Qu'est-ce que le parcours client hôtelier ?
Le parcours client d'un hôtel désigne l'ensemble des étapes par lesquelles passe un voyageur, depuis la toute première idée de voyage jusqu'aux échanges qui suivent son séjour. Ce parcours ne se limite pas à la réservation. Il commence bien en amont, souvent par une simple recherche sur un moteur de recherche ou une image aperçue sur les réseaux sociaux, et se prolonge bien après le check-out, à travers les avis laissés en ligne et les souvenirs partagés avec l'entourage.
Pour un hôtelier indépendant, comprendre ce parcours dans sa globalité est essentiel. Chaque étape représente un point de contact avec le voyageur, une occasion d'influencer sa décision, de renforcer la confiance, ou au contraire de le perdre au profit d'un concurrent ou d'une plateforme intermédiaire. Les établissements qui cartographient ces points de contact et les travaillent méthodiquement constatent un impact direct sur leur taux de réservation directe et sur la satisfaction de leurs clients.

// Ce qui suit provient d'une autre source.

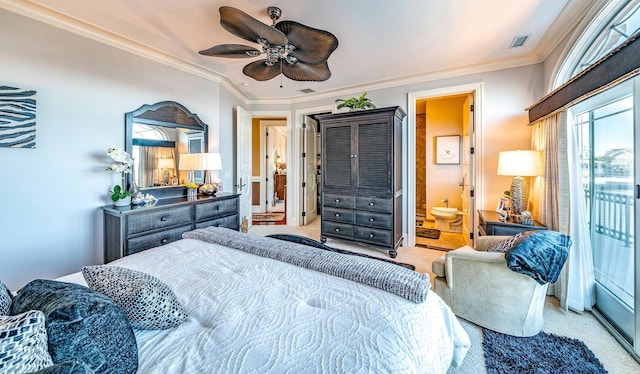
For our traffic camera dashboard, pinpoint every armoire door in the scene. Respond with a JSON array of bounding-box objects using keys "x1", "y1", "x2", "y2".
[
  {"x1": 354, "y1": 119, "x2": 392, "y2": 192},
  {"x1": 322, "y1": 124, "x2": 353, "y2": 188}
]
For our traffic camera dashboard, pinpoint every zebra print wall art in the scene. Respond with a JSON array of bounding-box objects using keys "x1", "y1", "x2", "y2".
[{"x1": 0, "y1": 86, "x2": 36, "y2": 148}]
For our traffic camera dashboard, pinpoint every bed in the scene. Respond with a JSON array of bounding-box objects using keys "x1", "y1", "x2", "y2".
[{"x1": 6, "y1": 228, "x2": 470, "y2": 374}]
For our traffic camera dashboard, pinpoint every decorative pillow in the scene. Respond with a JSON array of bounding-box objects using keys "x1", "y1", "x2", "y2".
[
  {"x1": 11, "y1": 279, "x2": 138, "y2": 374},
  {"x1": 0, "y1": 281, "x2": 13, "y2": 316},
  {"x1": 82, "y1": 265, "x2": 187, "y2": 330},
  {"x1": 487, "y1": 231, "x2": 533, "y2": 253},
  {"x1": 504, "y1": 230, "x2": 571, "y2": 284},
  {"x1": 0, "y1": 310, "x2": 53, "y2": 373},
  {"x1": 30, "y1": 360, "x2": 93, "y2": 374}
]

Ce qui rend l'exercice complexe, c'est que le parcours n'est jamais linéaire. Un voyageur peut passer de l'inspiration à la planification, revenir en arrière, hésiter entre plusieurs établissements, comparer les prix sur différentes plateformes, puis finalement réserver en direct après avoir lu un avis sur Google. C'est un cheminement fait d'allers-retours, de micro-décisions et de moments clés que l'hôtelier peut apprendre à identifier et à maîtriser.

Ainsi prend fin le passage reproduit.